TITLE
Parallel Multi-Agent Path Planning for Coordinated Robotic Manipulation
Dylan Sun (bdsun), Jongsun Park (jongsunp)
URL
SUMMARY OF PROGRESS
We now have a working end-to-end planning pipeline for our simplified MAPF setting. The current implementation includes a configurable benchmark generator, time-indexed collision detection with vertex and edge conflicts, a space-time A* low-level planner, SVG visualization for benchmark instances and solutions, correctness tests, and a benchmark harness that runs on both local machines and PSC. We also added metrics such as runtime, total cost, total time, repair iterations, A* calls, states expanded/generated, and simple path-quality indicators like wait time and detours for the final robot.
The biggest change from our original proposal is that we are no longer using traditional exact CBS as the active baseline. We implemented it, but it was not practical even on relatively modest instances: the high-level search tree grew too quickly and exact branching was too expensive to use as the foundation for our parallel study. In response, we replaced that baseline with a greedy repair planner that repeatedly detects conflicts, replans one robot at a time, and guarantees termination with a repair cap. This gives us a working sequential baseline that is fast enough to benchmark and parallelize.
WORK COMPLETED SO FAR
- Implemented grid-based benchmark generation with fixed seeds and stored benchmark cases for
few,medium, andabundantinstances. - Implemented sequential A* in space-time with time-indexed vertex and edge constraints.

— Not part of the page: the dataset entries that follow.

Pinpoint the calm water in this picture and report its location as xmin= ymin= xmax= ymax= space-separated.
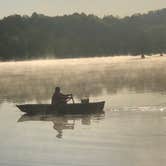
xmin=0 ymin=56 xmax=166 ymax=166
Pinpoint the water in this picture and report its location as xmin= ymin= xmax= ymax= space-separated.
xmin=0 ymin=56 xmax=166 ymax=166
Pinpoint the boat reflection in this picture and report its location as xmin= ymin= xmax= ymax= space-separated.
xmin=18 ymin=112 xmax=105 ymax=138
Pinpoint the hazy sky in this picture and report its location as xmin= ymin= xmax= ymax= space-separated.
xmin=0 ymin=0 xmax=166 ymax=18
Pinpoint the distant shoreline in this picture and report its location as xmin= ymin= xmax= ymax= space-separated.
xmin=0 ymin=54 xmax=165 ymax=64
xmin=0 ymin=53 xmax=165 ymax=62
xmin=0 ymin=54 xmax=154 ymax=62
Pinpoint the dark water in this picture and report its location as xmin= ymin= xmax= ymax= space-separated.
xmin=0 ymin=56 xmax=166 ymax=166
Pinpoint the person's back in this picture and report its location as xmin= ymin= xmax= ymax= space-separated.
xmin=51 ymin=87 xmax=71 ymax=105
xmin=51 ymin=91 xmax=66 ymax=105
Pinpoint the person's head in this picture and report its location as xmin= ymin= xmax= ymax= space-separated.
xmin=55 ymin=87 xmax=60 ymax=93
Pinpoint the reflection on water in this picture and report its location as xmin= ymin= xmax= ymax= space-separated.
xmin=0 ymin=56 xmax=166 ymax=103
xmin=18 ymin=113 xmax=105 ymax=139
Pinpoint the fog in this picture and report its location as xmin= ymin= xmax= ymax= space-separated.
xmin=0 ymin=55 xmax=166 ymax=103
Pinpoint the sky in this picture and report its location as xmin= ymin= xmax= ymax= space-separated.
xmin=0 ymin=0 xmax=166 ymax=18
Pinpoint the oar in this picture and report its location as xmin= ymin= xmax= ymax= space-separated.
xmin=71 ymin=94 xmax=75 ymax=104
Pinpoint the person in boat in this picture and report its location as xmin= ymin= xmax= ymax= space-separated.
xmin=51 ymin=87 xmax=73 ymax=105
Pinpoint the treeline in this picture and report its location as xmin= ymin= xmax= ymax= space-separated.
xmin=0 ymin=9 xmax=166 ymax=60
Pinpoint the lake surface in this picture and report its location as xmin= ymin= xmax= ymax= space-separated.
xmin=0 ymin=56 xmax=166 ymax=166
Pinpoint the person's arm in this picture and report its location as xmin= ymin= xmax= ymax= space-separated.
xmin=61 ymin=93 xmax=72 ymax=98
xmin=66 ymin=94 xmax=73 ymax=98
xmin=65 ymin=94 xmax=74 ymax=103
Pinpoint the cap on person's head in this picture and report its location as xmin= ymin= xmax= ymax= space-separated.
xmin=55 ymin=87 xmax=60 ymax=92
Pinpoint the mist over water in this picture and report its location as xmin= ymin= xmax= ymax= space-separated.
xmin=0 ymin=56 xmax=166 ymax=166
xmin=0 ymin=55 xmax=166 ymax=105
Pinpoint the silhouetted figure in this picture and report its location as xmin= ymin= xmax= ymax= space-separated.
xmin=51 ymin=87 xmax=73 ymax=105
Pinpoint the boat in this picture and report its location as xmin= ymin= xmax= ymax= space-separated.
xmin=16 ymin=101 xmax=105 ymax=115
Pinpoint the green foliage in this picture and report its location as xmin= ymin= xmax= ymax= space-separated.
xmin=0 ymin=9 xmax=166 ymax=60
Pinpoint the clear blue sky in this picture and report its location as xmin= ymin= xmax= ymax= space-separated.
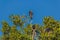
xmin=0 ymin=0 xmax=60 ymax=36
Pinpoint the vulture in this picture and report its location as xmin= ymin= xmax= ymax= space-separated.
xmin=29 ymin=10 xmax=33 ymax=19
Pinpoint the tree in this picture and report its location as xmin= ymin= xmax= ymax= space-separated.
xmin=2 ymin=21 xmax=10 ymax=40
xmin=40 ymin=16 xmax=60 ymax=40
xmin=1 ymin=14 xmax=32 ymax=40
xmin=1 ymin=14 xmax=60 ymax=40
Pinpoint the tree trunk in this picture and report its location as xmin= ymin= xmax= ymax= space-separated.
xmin=32 ymin=29 xmax=36 ymax=40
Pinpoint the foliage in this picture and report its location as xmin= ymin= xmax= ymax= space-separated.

- Implemented time-step collision detection for vertex conflicts and edge swaps.
- Built a sequential greedy repair baseline that returns collision-free paths and records detailed planning statistics.
- Built benchmark and visualization infrastructure: input SVGs, solution SVGs, benchmark text output, and correctness tests.
- Implemented a first OpenMP parallel version that evaluates repair tasks generated from the first
Kconflicts in parallel. - Created a separate sequential
_seqbenchmark path so we can compare PSC sequential and PSC parallel results fairly on the same machine.
CHANGES FROM THE ORIGINAL PLAN
The main change is the algorithmic baseline. Our proposal centered around sequential CBS and then multiple parallel CBS variants. In practice, exact CBS was too expensive for the benchmark sizes we want to study. Even before parallelization, exact high-level branching was already overwhelming the search on cases such as few_16. That meant CBS was not giving us a useful platform for studying parallel speedup, because the sequential algorithm itself was not robust enough for the benchmark regime we care about.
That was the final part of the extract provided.